Dafür wurden andere weitreichende Entscheidungen getroffen. Präsident und die Mitglieder eines neu geschaffenen Councils dürfen maximal zwölf Jahre im Amt sein. Die Vergütung der Funktionäre wird jährlich öffentlich gemacht. Das Council mit 36 Mitgliedern tritt an die Stelle des mächtigen Exekutivkomitees und soll eine Art Aufsichtsrat bilden. Dies erfuhr die Deutsche Presse-Agentur kurz nach Sitzungsende am Donnerstag aus FIFA-Kreisen. Die letzte Entscheidung über die Reform trifft der FIFA-Kongress am 26. Februar.

Neben Napout und Hawit Bandegas fehlten bei der wegweisenden Sitzung auch der suspendierte Präsident Joseph Blatter und sein ebenfalls vorläufig ausgeschlossener Stellvertreter Michel Platini. Auch der Kolumbianer Luis Bendoya ist nach seinem Rücktritt noch nicht ersetzt, so dass nur 20 der 25 Exko-Mitglieder anwesend waren.

Napout und Hawit Bandegas seien auf Antrag der US-Justiz in Auslieferungshaft genommen worden, teilte die Schweizer Justiz mit. Ihnen werde vorgeworfen, Bestechungsgelder in Millionenhöhe angenommen zu haben. Europäischen Funktionäre sind von der erneuten Polizeiaktion nicht betroffen. Im Zuge der Korruptionsermittlungen beim Fußball-Weltverband waren auf Bitten der USA am 27. Mai in Zürich bereits sieben FIFA-Funktionäre festgenommen worden, darunter der ehemalige Vizepräsident Jeffrey Webb, der mittlerweile aus der Schweiz in die USA ausgeliefert wurde.

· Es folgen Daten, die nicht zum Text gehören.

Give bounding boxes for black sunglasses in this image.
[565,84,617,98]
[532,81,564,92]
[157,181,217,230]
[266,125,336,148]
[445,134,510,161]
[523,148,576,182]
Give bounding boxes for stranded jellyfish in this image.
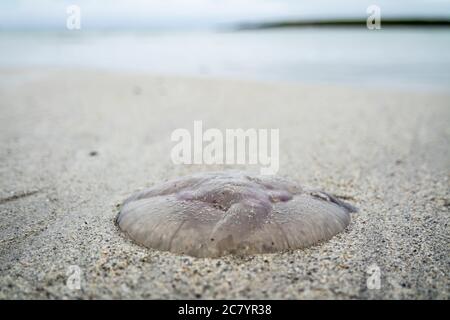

Die jetzt vorgenommenen Festnahmen erfolgten laut Schweizer Justiz aufgrund von Ersuchen des US-Justizministeriums vom 29. November. Nach Angaben der New Yorker Staatsanwaltschaft haben auch diese zwei «hochrangigen» FIFA-Funktionäre «Gelder als Gegenleistung für den Verkauf von Vermarktungsrechten im Zusammenhang mit der Austragung von Fußballturnieren in Lateinamerika und von WM-Qualifikationsspielen erhalten».

Diese Straftaten seien «teilweise in den USA abgesprochen und vorbereitet worden; zudem sind Zahlungen über US-Banken abgewickelt worden», heißt es in der Schweizer Mitteilung. Die Namen der Festgenommenen wurden zunächst nicht offiziell genannt. Die FIFA hatte nach eigenen Angaben «Kenntnis von den Aktionen, die heute vom US-Justizministerium durchgeführt wurden», wie es in einer schriftlichen Stellungnahme hieß.

Die Polizei habe das Hotel um 6.00 Uhr am Morgen durch einen Seiteneingang betreten, berichtete die «New York Times» (Donnerstag/Online). Nach Augenzeugenberichten wurden um kurz nach 6.00 Uhr mehrere Personen mit einer Limousine aus der Tiefgarage des Hotels gefahren.

Zwei der sieben ehemaligen FIFA-Funktionäre, die am 27. Mai in Zürich verhaftet worden waren, haben nach Angaben der Schweizer Justiz der Auslieferung zugestimmt. Webb und José Maria Marin wurden am 15. Juli beziehungsweise am 3. November den US-Behörden übergeben.

Die anderen fünf Ex-Funktionäre, Eugenio Figueredo, Eduardo Li, Julio Rocha, Costas Takkas und Rafael Esquivel, widersetzen sich einer Auslieferung. Ihre Beschwerden gegen die Auslieferungsentscheide sind beim Schweizer Bundesstrafgericht anhängig.